From: Masami Hiramatsu (Google) <mhiramat@kernel.org>

Support BTF typecast feature on other probe events, but only if it is
kernel function entry or return, and must use function parameter name
or $retval. This means you can do:

  (STRUCT)PARAM->MEMBER

Note: you can not use other variables like $stackN, %reg etc. That
needs nesting support.

To support other probe events, we just need to use last_struct type
when we find a function parameter in parse_btf_arg().

This also updates <tracefs>/README file to show struct typecast.

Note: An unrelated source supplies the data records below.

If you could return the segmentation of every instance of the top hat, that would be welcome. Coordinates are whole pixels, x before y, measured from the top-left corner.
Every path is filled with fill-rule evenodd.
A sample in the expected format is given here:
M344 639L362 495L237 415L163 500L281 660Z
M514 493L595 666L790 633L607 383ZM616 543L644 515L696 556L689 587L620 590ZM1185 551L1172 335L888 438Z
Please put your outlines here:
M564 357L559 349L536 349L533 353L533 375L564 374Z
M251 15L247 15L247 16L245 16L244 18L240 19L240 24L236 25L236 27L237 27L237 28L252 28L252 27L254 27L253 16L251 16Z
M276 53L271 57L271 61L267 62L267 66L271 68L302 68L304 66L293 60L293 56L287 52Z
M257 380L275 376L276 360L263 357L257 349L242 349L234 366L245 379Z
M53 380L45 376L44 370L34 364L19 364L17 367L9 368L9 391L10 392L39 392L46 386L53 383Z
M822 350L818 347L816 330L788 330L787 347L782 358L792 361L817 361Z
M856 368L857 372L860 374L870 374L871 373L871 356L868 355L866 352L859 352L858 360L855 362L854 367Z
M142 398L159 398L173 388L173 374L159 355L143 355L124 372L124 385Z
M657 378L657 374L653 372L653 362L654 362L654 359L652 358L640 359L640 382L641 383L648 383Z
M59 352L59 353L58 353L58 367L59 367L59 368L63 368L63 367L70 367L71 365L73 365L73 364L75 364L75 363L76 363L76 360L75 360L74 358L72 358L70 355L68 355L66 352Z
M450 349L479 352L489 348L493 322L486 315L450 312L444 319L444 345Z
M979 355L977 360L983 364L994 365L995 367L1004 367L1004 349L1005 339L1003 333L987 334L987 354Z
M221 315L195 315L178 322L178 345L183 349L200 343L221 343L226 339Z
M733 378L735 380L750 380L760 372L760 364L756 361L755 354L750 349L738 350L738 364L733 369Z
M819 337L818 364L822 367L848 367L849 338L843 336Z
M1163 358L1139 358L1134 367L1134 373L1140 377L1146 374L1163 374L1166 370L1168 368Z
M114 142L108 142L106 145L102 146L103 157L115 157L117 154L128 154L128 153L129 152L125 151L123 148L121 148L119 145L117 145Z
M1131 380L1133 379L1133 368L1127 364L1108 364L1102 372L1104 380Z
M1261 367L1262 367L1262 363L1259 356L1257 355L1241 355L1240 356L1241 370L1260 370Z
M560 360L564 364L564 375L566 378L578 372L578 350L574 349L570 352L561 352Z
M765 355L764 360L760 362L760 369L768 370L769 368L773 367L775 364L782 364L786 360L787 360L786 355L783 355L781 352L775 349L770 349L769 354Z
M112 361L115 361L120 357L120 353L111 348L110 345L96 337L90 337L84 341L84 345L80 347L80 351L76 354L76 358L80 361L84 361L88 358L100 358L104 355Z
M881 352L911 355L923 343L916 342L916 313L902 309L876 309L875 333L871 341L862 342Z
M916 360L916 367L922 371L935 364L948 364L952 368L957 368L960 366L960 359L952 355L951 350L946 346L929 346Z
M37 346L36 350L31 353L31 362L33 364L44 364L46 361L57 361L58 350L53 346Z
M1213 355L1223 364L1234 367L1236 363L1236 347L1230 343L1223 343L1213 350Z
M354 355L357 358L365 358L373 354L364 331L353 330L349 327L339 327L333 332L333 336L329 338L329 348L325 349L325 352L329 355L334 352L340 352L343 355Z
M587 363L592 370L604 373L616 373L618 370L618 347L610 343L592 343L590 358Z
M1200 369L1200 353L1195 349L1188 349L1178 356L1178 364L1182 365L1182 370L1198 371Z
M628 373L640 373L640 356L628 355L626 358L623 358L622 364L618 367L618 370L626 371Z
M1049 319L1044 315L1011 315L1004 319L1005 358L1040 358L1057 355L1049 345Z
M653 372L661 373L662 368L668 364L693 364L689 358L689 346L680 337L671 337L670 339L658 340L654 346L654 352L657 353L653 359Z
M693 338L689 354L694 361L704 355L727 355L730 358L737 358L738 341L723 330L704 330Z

Signed-off-by: Masami Hiramatsu (Google) <mhiramat@kernel.org>
---
 Changes in v5:
  - Add comments about $retval with typecast.
  - Even if the type of retvalue is not known, if user specifies typecast,
    use it for its type.
 Changes in v3:
  - Clarify the limitation.
 Changes in v2:
  - Fix to re-enable typecast on eprobe.
---
 Documentation/trace/fprobetrace.rst |    3 +++
 Documentation/trace/kprobetrace.rst |    4 ++++
 kernel/trace/trace.c                |    2 +-
 kernel/trace/trace_probe.c          |   23 +++++++++++++++++------
 kernel/trace/trace_probe.h          |    5 +++++
 5 files changed, 30 insertions(+), 7 deletions(-)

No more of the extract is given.